Older women are also more likely to have issues with weight, diabetes and other
health problems that could complicate pregnancy, said Dr. Tamer Yalcinkaya, a
reproductive endocrinologist with Wake Forest University Baptist Medical Center's
Center for Reproductive Medicine. "A lot of women have led successful lives and
are used to getting what they want," he said. "And this is really considered being
part of being female. It's kind of mind-boggling to them when they give up
contraception and can't get pregnant."

Ten percent to 15 percent of women experience infertility. But older women often
have trouble getting pregnant because their eggs are also aging. Older eggs are
more likely to be abnormal and therefore less likely to fertilize and implant in a
woman's uterus. Older mothers also have higher rates of miscarriages and
genetic abnormalities.

That's why some women who put off having children find it's not as easy as they
thought it would be to get pregnant. While other factors contribute to infertility,
one that is predictable is that time affects women's eggs. We are living longer
than ever, but that's thanks to antibiotics, cleaner water and vaccines. Modern
reproductive medicine hasn't solved the problem of aging eggs.

The best time biologically is to have a baby between 20 and 35, Adamson said.
"That does not mean some women can't get pregnant after that ... but the reality
is that one in four women by 35 will have difficulty conceiving."

Kate Gentry got into teaching because she knew that she wanted a family. But
her career turned out to be one reason she and her husband waited to have a
child. She had one demanding administrative job after another with Davidson
County Schools. She was an assistant principal by 28 and a high-school principal
by 32. She gave birth to Maggie, a girl, in March but it was after about four years
of trying. She eventually turned to in-vitro fertilization.

She wasn't desperate to have her own child. Adoption was an option for her. But
she was surprised that she had difficulty getting pregnant.

"I kind of got fast-tracked into my career," Gentry said. "Each time we'd think,
'We'll have a baby,' I'd get a promotion.

"I knew that the longer you wait, the harder it gets. At 30, I thought we probably
should start. And then when it didn't work after a few years, I was a little
concerned."

Still, Gentry is glad that she waited. At 35, she feels as if she is financially and
emotionally secure. "I think if we have any more (children), we'll do that in the next
couple years. I do feel a sense of urgency about that."
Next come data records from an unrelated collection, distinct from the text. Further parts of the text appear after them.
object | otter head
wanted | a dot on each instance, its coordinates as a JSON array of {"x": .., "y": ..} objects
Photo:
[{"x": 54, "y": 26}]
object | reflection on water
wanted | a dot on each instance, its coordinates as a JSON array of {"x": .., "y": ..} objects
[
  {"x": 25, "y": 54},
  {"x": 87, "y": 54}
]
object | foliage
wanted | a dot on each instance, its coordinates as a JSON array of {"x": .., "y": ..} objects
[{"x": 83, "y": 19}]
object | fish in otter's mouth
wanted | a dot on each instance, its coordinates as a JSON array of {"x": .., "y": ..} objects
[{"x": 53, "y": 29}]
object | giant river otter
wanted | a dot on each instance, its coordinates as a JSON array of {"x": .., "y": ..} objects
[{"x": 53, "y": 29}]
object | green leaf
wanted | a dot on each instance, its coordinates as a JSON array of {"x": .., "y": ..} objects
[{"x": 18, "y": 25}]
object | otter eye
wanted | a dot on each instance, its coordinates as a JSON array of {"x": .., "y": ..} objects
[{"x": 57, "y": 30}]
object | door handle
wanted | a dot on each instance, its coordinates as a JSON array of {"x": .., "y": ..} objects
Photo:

Riley had no trouble getting pregnant at 25, but today her life is drastically
changed. None of her friends from college have kids yet. She takes joy in the
small things, such as picking strawberries with her children for the first time, or the
time she and Mike took their brood to their first Chicago Cubs game (Mike is from
Chicago).

Riley is also keenly aware that there's no day off from parenting. Sometimes she
thinks it would have been smart to work a little longer (a teacher, she is now home
full time with her children), save money, buy a better wardrobe, travel more. She
will get e-mails from a friend who lives in New York, chronicling her single life as if
she is the fifth, long-lost girlfriend of the Sex and the City quartet.

"I'm like, 'I changed 85 diapers!'" Riley said, laughing. "Some days I am great at
this ... and some days, I'm like, 'We need to watch a movie, because I'm going
crazy.'"

Then she remembers that she will still be relatively young when her children are
grown. "I also think if I had waited much longer I wouldn't have had this many
children," she said. "I feel like everyone does what suits them the best. People
kind of go the route that feeds their heart the most."